Integration and Implementation
- How long does implementation typically take?
- What data sources are supported?
- How straightforward is the embedding API?
- What support is available during implementation?
These questions will help you evaluate embedded analytics platforms based on real requirements, not marketing claims. They’ll help you understand which platforms are genuinely designed for embedded use cases and which are traditional BI platforms retrofitted for embedding.
The Future of Embedded Analytics
The embedded analytics market continues to evolve rapidly. New capabilities—real-time streaming, advanced AI, improved multi-tenancy—are being added to platforms regularly. But the fundamental customer expectations are clear and unlikely to change.
Customers want analytics that are fast, intelligent, cost-efficient, and completely under their control. They want to embed analytics without becoming BI experts. They want platforms that scale with their business and don’t lock them into vendor-specific patterns.
D23, as a managed Apache Superset platform, is positioned to serve this market. By providing production-grade analytics infrastructure without the platform overhead, D23 allows organizations to focus on their core business while leveraging powerful, open-source analytics technology.
The platforms winning in 2026 will be those that understand these customer expectations and deliver consistently on them. They’ll be platforms that prioritize performance, flexibility, and developer experience. They’ll be platforms that recognize that embedded analytics is not a feature; it’s a strategic capability that requires thoughtful architecture and expert guidance.

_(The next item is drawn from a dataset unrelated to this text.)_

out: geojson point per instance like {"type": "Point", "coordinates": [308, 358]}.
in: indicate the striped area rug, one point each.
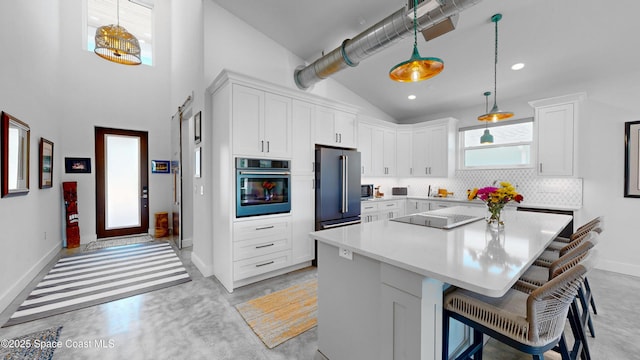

If you’re evaluating embedded analytics platforms, start with these customer expectations. Evaluate platforms against concrete requirements, not marketing promises. Ask for benchmarks, case studies, and references from customers in your industry. And consider managed services like D23 that provide production-grade analytics without the operational overhead of self-hosting.
The right embedded analytics platform can become a competitive advantage. The wrong one will create technical debt and operational overhead. Choose carefully, and you’ll build analytics capabilities that delight customers and drive business value for years to come.